今後僕自身がやっていきたいこととしては、自身でプログラミングを勉強して制作していくこともあるのですが、最終的には発注したり、塾校生に制作を任せることだと考えています。
その時に、例えばここの工程にはどれぐらい時間がかかって、ものを作るには工数がどれぐらいかかるのか理解できていることが一番重要だと思うんです。

今回の受講を経てサイト制作に必要な時間や工数を知ることができたので、今後はアプリに関しても理解していきたいと考えていますね。

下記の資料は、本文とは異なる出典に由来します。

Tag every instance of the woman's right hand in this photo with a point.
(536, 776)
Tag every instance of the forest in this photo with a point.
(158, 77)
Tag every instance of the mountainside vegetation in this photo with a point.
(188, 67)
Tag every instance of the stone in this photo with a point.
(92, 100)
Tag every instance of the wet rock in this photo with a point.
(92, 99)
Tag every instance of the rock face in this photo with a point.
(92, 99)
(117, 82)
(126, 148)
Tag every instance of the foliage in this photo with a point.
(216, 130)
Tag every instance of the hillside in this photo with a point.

――独学で学ばれていた時と受講後で、何かご自身の中で変化はありましたか?

独学で学ぶということは、「自分の知っている範囲でやる」っていうことだと思うんですよね。
もちろんいっぱい勉強しますし、今色んなWebサイトが色々と紹介をしてくださっているので、凄く時間をかけてやれば多くの情報を得られると思うんですけど、どうしても自分の世界にこもりがちになってしまうのではないかなと思うんです。

今回受講してみて、自分が知らない世界を教えてもらったことで、当然新しい見方がたくさん出てきたんです。
Webサイトは出来上がりの見栄えさえよければいいって思っている方もいるかと思うんですが、実は「人に伝える」という本質的なところが一番キモだというところを再認識させてもらえたので、そこが一番自分の中で感じた変化ですね。

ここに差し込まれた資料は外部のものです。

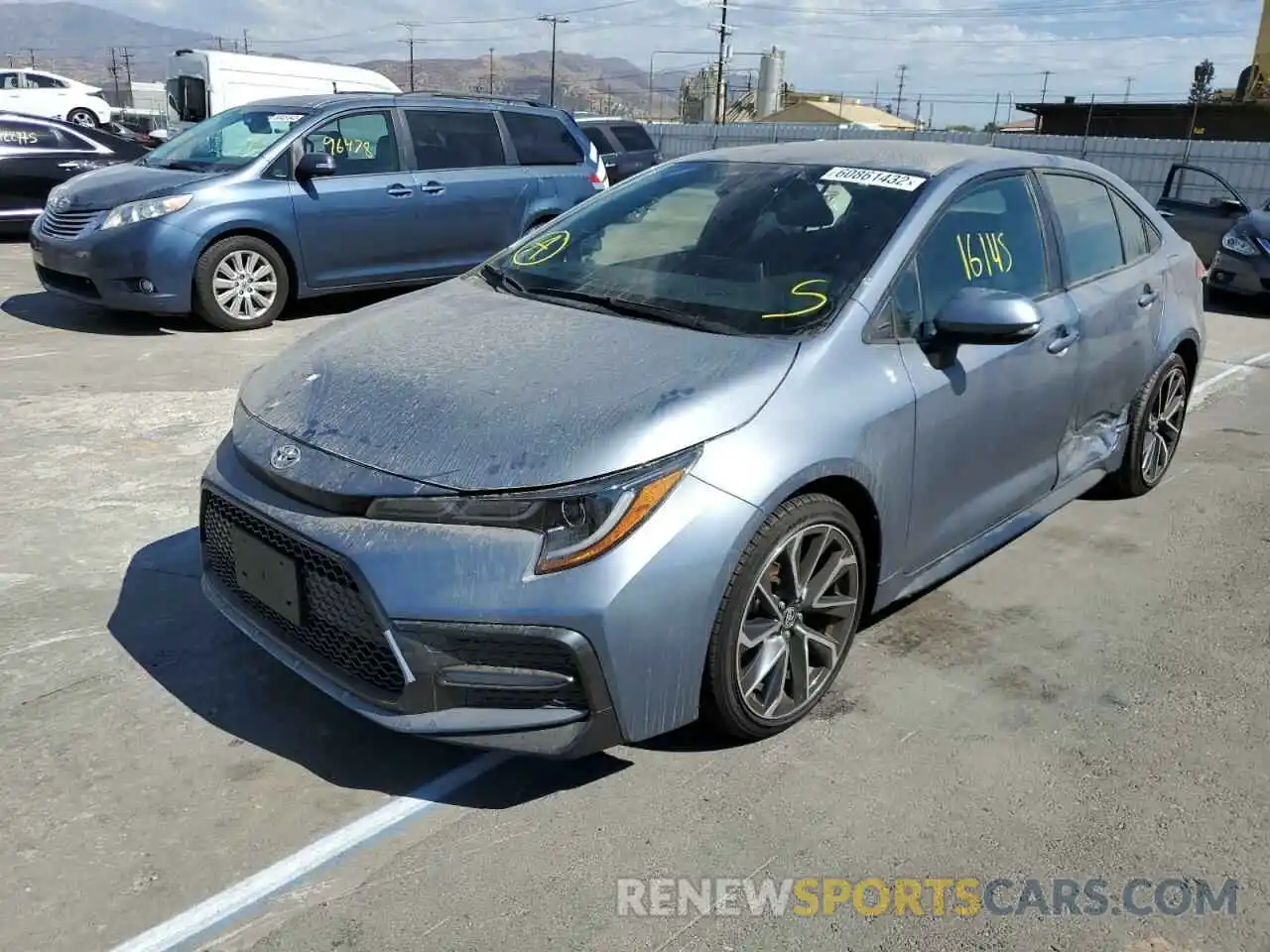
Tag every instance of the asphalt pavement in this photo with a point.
(1091, 702)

――これからTechAcademyの受講を考えている方々に向けてメッセージをお願いします。 

僕自身、プログラミングを独学で学ぶという手もあると考えています。でも、独学でやっていたら、やっぱりどこかで心が折れてしまうタイミングが多いんですよね。
そんな時の選択肢として、オンラインサービスをうまく活用すると、実は自分が思っているよりも立ち上げまでに起きる障壁って凄く少なくて済むのかなと感じました。

なので、やってみたいけど、大変そうだからやっぱりやめようって思ってしまっている人は、何か一歩踏み出してみたらいいと思います。
自分のやりたかったことを形にする壁は、今は凄く低くなっているんだよっていうことを、もっと色んな人、特に地方に住んでいる方に伝えたいです。